Before entering into related party investments, leasing arrangements or property projects, trustees should consider:
- Would this arrangement stand up to independent scrutiny?
- Is the dominant purpose retirement benefit provision?
- Is there objective evidence supporting market value terms?
- Is documentation sufficient to satisfy an auditor and the ATO?
Early advice can reduce compliance risk and avoid costly rectification. Trustees considering related party investments or property arrangements may benefit from structured SMSF advisory support before implementation.
Maintaining SMSF Compliance in Practice
The flexibility of an SMSF comes with corresponding legal responsibilities.
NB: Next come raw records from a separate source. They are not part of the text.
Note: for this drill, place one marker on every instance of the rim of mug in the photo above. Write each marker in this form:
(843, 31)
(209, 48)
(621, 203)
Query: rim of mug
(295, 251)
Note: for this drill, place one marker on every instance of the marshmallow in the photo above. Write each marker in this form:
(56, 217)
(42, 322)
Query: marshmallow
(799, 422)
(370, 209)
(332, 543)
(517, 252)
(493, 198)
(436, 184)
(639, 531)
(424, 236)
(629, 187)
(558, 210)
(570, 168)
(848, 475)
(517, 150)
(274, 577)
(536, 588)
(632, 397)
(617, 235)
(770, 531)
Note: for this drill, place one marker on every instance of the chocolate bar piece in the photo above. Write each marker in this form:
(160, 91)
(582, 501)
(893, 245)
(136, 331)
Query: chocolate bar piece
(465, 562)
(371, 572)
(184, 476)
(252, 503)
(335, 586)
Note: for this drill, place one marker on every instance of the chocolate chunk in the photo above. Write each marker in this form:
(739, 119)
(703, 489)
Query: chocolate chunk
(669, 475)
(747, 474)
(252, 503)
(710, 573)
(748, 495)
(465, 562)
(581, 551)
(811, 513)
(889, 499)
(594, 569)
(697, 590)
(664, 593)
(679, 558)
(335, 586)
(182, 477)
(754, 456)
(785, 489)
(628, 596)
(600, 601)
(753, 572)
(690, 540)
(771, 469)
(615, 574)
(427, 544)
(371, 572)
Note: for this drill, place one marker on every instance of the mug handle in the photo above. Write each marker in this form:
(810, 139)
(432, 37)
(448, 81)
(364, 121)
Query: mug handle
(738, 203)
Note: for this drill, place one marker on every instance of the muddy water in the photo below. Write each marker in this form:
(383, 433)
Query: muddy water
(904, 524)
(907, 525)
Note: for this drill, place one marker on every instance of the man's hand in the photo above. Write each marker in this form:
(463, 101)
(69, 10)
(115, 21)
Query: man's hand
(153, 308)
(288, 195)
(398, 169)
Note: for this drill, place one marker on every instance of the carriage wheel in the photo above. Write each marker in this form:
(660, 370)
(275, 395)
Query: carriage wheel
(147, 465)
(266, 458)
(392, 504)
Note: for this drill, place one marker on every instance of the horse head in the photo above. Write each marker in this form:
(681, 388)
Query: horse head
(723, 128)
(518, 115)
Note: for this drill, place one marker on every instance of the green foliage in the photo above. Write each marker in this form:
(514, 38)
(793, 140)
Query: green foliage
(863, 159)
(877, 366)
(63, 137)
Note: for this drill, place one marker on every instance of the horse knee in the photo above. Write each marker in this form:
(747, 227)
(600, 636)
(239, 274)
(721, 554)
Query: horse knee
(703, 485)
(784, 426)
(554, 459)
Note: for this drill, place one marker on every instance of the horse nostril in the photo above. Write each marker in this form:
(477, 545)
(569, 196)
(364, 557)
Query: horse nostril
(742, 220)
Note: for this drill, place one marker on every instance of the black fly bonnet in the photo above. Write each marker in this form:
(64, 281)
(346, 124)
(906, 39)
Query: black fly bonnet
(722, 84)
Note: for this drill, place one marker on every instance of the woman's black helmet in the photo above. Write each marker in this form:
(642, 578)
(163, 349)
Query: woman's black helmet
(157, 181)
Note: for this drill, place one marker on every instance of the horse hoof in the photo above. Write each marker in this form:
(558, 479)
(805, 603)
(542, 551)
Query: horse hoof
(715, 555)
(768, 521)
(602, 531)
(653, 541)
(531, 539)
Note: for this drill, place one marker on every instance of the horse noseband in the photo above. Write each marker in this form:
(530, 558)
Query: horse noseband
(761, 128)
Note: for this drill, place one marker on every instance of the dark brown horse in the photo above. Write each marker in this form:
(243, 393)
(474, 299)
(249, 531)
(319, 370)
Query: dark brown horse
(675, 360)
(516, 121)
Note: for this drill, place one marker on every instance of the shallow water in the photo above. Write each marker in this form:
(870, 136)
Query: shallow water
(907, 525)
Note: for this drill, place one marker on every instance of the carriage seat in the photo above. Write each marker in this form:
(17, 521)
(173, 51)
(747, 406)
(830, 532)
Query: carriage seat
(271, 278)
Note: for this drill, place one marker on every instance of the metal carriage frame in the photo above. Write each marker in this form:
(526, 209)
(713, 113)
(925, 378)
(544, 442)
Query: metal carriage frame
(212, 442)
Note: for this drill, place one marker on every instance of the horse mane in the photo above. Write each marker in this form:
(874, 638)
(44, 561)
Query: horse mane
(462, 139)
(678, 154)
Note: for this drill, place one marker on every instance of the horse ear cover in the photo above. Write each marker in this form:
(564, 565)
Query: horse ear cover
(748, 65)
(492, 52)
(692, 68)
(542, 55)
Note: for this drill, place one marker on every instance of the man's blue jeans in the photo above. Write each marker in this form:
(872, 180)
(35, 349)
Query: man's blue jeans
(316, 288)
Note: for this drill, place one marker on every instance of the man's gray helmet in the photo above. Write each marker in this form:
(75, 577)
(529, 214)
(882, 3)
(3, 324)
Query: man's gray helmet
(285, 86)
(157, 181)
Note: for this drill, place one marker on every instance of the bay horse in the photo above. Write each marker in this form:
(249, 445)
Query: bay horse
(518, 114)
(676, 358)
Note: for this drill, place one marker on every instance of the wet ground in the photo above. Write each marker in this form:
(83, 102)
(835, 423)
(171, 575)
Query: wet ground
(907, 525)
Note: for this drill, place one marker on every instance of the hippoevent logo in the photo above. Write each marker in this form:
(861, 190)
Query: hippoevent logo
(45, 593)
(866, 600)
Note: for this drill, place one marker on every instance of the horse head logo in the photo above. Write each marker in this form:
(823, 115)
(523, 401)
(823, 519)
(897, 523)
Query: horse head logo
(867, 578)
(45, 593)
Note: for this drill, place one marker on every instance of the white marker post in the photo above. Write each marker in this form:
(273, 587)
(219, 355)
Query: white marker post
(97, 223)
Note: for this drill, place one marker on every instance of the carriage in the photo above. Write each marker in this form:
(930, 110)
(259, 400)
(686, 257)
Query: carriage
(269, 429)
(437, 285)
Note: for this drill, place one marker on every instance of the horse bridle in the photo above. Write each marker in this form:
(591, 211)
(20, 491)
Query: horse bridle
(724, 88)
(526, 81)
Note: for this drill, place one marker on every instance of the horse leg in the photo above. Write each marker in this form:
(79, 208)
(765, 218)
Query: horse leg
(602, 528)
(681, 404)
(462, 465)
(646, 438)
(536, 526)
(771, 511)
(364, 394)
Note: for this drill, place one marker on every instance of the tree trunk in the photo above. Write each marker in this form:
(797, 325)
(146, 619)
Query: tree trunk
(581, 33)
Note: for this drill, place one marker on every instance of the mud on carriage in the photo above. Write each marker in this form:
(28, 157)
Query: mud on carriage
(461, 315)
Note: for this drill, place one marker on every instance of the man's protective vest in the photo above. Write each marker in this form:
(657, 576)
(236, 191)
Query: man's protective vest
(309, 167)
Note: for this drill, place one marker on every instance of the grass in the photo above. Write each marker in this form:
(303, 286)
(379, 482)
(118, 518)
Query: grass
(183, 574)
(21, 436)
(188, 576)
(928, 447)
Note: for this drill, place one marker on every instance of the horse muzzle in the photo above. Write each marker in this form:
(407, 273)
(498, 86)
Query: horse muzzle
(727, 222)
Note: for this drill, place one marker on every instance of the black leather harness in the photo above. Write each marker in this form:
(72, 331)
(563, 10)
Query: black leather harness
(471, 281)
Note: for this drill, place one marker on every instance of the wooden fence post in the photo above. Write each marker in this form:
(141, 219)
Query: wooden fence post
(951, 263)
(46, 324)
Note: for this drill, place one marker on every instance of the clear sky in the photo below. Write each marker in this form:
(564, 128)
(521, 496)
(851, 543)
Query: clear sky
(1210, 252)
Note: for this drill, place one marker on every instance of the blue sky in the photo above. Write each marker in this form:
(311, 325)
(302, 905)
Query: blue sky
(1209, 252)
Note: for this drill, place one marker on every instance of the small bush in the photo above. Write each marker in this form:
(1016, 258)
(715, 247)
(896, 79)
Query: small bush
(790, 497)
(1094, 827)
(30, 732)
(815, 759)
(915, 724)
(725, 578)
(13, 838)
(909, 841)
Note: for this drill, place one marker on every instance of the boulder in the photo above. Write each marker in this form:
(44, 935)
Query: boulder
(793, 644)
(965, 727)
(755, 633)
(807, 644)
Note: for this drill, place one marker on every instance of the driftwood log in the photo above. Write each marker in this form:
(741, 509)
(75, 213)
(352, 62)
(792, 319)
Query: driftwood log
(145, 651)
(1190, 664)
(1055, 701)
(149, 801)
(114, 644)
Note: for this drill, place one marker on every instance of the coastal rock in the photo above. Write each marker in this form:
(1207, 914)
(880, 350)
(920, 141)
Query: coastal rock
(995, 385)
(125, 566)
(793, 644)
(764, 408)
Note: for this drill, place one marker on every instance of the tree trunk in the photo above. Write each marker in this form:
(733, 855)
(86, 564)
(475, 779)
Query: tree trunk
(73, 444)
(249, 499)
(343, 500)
Ongoing review of investment decisions, lease arrangements and related party transactions is essential.
Clear documentation, commercial discipline and forward planning remain central to maintaining SMSF compliance in Australia.
Where uncertainty exists, obtaining professional advice before entering into a transaction is significantly safer than attempting to correct a contravention later. Structured review of proposed arrangements can reduce regulatory risk and protect retirement outcomes.
Frequently Asked Questions
Can my SMSF invest in a family member’s business?
Possibly. The investment must comply with in-house asset limits and satisfy the sole purpose test. The dominant purpose must be retirement benefit, not financial assistance.
What happens if my SMSF charges below market rent to my business?
Income may be treated as non-arm’s length income and taxed at the highest marginal rate. Administrative penalties may also apply.
Can I pay myself for renovating SMSF property?
Trustees are generally not paid for performing trustee duties. Specialist advice should be obtained before undertaking work personally.
Does staying within the 5% in-house asset limit guarantee compliance?
No. The sole purpose test applies independently of asset limits. Trustees must always prioritise retirement objectives.
What is the sole purpose test in Australia?
The sole purpose test requires that an SMSF must be maintained solely to provide retirement benefits to members, or death benefits to dependants. Every trustee decision must be driven by this purpose. Benefits to related parties must be incidental, not the dominant purpose of the arrangement.
Disclaimer: This information is general in nature and does not constitute financial or tax advice. SMSF rules and ATO requirements may change. Professional advice should be obtained before making decisions.